Auch nicht der Widerspruch, den der aktuelle Neoliberalismus in sich trägt: Er will längst nicht mehr so wenig Staat wie unbedingt nötig – er will einen möglichst starken Staat, der die von ihm angestrebte Verteilung des BIP im Wege entsprechender Steuer- und Abgabengesetze durchsetzt. Kurz ist sein perfektes Instrument – Hartinger-Kleins Ungeschick ein Betriebsunfall.

 

 

 

 

4 Kommentare

  1. Handwerklich liegt bei der “neuen” Regierung – noch – sehr viel im Argen.

    Ich fürchte, dass wir in den nächsten Jahren noch viel mehr Spitäler brauchen werden. Und zwar wegen Stich – und Schussverletzungen. Wie sich unsere Gesellschaft – besonders in Wien – verändert / zusammensetzt, sollte klar denkenden Menschen nicht kalt lassen. Aufgrund unterschiedlicher “Werte” wird es – leider – zu bürgerkriegsähnlichen Zuständen bei uns kommen. Dazu hätte ich, sehr geehrter Herr Lingens, gerne ihre Einschätzung in einem ihrer nächsten Blogs.

  2. Es gibt also zu viele Spitalsbetten. Koennte man das mal konkret in Zahlen fassen ( z.B. im Vergleich zu Schweden, Deutschland oder Holland ) und auch auflisten, welche Spitaeler konkret aufgelassen werden sollen. In Oberoesterreich ist mir z.B. aufgefallen, dass kleinere Spitaeler wie Grieskirchen oder Schaerding stark beschnitten wurden und man nun aus den Bezirken Grieskirchen oder Schaerding in die Krankenhaeuser Wels oder Ried i.I. fahren muss. Ist das in anderen Bundeslaendern auch so? Auf jeden Fall wuerden konkrete Zahlen helfen. Es fehlt auch der Hinweis darauf, dass Migranten automatisch in eine Ambulanz gehen, statt zum niedergelassenen Arzt weil das in ihren Herkunftslaendern so ueblich ist. Dort muss man allerdings fuer jeden Handgriff im Spital bezahlen, bei uns ist alles “gratis”. Das stinkt zum Himmel.

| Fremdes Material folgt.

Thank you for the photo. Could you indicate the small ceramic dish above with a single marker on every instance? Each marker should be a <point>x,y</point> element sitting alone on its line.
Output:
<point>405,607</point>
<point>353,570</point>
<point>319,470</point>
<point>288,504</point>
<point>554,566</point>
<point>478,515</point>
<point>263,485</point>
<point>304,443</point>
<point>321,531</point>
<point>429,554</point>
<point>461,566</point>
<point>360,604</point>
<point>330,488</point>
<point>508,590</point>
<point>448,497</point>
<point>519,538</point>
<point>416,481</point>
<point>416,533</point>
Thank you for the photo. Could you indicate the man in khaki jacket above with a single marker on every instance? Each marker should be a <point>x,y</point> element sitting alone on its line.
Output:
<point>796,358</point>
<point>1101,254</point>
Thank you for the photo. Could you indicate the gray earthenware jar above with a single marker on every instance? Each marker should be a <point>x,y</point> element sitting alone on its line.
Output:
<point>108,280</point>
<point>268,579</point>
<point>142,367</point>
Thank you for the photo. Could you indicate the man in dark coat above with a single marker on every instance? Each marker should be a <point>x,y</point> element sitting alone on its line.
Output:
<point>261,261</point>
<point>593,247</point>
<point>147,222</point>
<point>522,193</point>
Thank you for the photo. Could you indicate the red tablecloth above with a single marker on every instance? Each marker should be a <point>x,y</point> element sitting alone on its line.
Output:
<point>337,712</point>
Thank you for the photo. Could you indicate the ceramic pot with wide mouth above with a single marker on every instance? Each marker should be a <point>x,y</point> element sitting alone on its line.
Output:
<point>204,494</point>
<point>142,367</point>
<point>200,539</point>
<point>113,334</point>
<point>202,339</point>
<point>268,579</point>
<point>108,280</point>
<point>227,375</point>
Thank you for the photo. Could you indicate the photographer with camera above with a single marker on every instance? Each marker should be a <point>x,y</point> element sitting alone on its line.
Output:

  3. Weitere Kandidaten für sinnvolle Zusammenlegungen wären z.B. die KUF (Kranken- und Unfallfürsorge für Tiroler Landesbeamte) zur BVA oder Gebietskrankenkasse, KFA (Krankenfürsorgeanstalt für Wiener Landesbeamte) zur BVA oder Gebietskrankenkasse und die VAEB (Versicherungsanstalt für Eisenbahner und Bergbau) zur BVA oder Gebietskrankenkasse.

    Am besten wäre überhaupt eine einzige Krankenversicherung für alle unselbständig Erwerbstätigen, d.h. KUF, KFA, BVA, VAEB und dergleichen alle zur Gebietskrankenkasse. Weiters müssten dann die bestehenden Betriebskrankenkassen aufgelöst werden.

    PS: KUF und BVA (vielleicht auch KFA und VAEB) sind übrigens auch noch gleich die Unfallversicherungsanstalten in ihrem Bereich, jedoch ohne Prävention wie sie die AUVA anbietet.